"If you have a sombrero, throw it to the sky!"
As a part of Adrian Gonzalez's bobblehead night Mariachi Garibaldi de Jaime Cuellarcame out to perform the national anthem before the game. You can see them in the photo at the very top, via Jon SooHoo/LA Dodgers 2016. Their appearance was the start of an festive affair that included an outstanding performance by Scott Kazmir on the mound, an attempted inside-the-park home run by a Reds player that ended with a perfect relay to home to get him out (watch it here), and a welcome sweep at a time when the Dodgers sorely needed it. The Dodgers are now two games above .500.
Following up on the sombrero theme, it has been announced that Dodgers left-handed prospect Julio Urias will be called up from Oklahoma City on Friday to pitch that evenings game in New York. Oh Boy! The 19-year old will be the youngest player in the league when he comes in. He'll be taking over for Alex Wood in the rotation, who is currently experiencing arm soreness but is expected to pitch again on Monday. I suspect this will only be a spot start for the kid. Although I have my reservations about bringing the kid up this soon I certainly welcome the opportunity to see what he can do on the big league level.
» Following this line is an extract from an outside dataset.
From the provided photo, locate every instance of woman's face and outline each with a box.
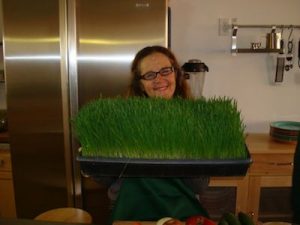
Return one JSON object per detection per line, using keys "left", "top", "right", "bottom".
{"left": 139, "top": 52, "right": 176, "bottom": 99}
Go here to check out more pics by Jon from yesterdays game. Below are more links to check:
- This Day in Dodgers History: In 1971 Maury Wills records his 2,000th career hit against the Giants. In 1996 former Dodger Mike Sharperson died in a car accident in Nevada at the age of 34. He was an All-Star for the Dodgers in 1992. Jon Weisman at Dodger Insider wrote a great story about him today. Check it out here. It is worth your time.
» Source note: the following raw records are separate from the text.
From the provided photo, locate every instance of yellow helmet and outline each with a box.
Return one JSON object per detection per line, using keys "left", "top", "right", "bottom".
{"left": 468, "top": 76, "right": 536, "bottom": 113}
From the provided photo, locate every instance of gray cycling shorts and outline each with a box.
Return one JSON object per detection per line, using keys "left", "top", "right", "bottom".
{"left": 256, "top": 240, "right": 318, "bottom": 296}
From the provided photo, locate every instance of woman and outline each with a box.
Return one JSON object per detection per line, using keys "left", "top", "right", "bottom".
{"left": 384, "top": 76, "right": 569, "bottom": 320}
- Video: There is now no doubt in my mind that Barry Bonds is a bad guy. Check out this video featuring Joc Pederson on Fox Sports Live's "Jay and Dan" show talking about his first meeting with Bonds and how he got "big-leagued" by the current Marlins batting coach... I can just imagine how he treats fans. (Link Here)
- Via David Krell at the Sports Post; "The Hall of Fame Case for Tommy John."
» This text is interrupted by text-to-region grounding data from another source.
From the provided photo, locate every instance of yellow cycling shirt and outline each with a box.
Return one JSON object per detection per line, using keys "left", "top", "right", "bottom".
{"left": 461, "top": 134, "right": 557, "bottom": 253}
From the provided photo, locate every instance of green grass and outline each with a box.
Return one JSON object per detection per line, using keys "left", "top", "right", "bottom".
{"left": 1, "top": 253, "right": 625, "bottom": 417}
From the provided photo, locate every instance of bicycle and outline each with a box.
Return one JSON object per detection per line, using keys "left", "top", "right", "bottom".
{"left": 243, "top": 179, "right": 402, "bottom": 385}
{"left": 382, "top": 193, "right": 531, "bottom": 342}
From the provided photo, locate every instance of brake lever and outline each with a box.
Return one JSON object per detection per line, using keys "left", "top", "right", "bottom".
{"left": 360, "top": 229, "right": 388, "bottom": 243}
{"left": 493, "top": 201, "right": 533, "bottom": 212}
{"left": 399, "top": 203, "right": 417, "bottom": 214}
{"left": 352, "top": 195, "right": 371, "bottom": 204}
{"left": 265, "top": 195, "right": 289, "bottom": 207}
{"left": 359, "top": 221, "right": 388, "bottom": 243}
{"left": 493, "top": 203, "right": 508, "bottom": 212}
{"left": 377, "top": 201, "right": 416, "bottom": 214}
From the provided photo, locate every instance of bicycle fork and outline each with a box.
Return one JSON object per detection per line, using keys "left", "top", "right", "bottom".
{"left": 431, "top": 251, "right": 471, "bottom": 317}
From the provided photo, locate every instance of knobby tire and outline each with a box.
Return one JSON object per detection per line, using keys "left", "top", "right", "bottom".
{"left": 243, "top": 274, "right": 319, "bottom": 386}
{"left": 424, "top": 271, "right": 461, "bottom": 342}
- Via Piazza Parlor; "Run Differential Says Things Aren’t So Bad."
- Via Andrew Joseph at USA Today; "Dodgers fan falls down stairs and drops so many bags of peanuts." LOL!
- Via Chad Thornburg at MLB.com; "Ryu goes four scoreless for OKC in rehab outing."
- Via Richard Deitsch at Sports Illustrated; "Media Circus: Vin Scully declines Fox’s All-Star Game invitation."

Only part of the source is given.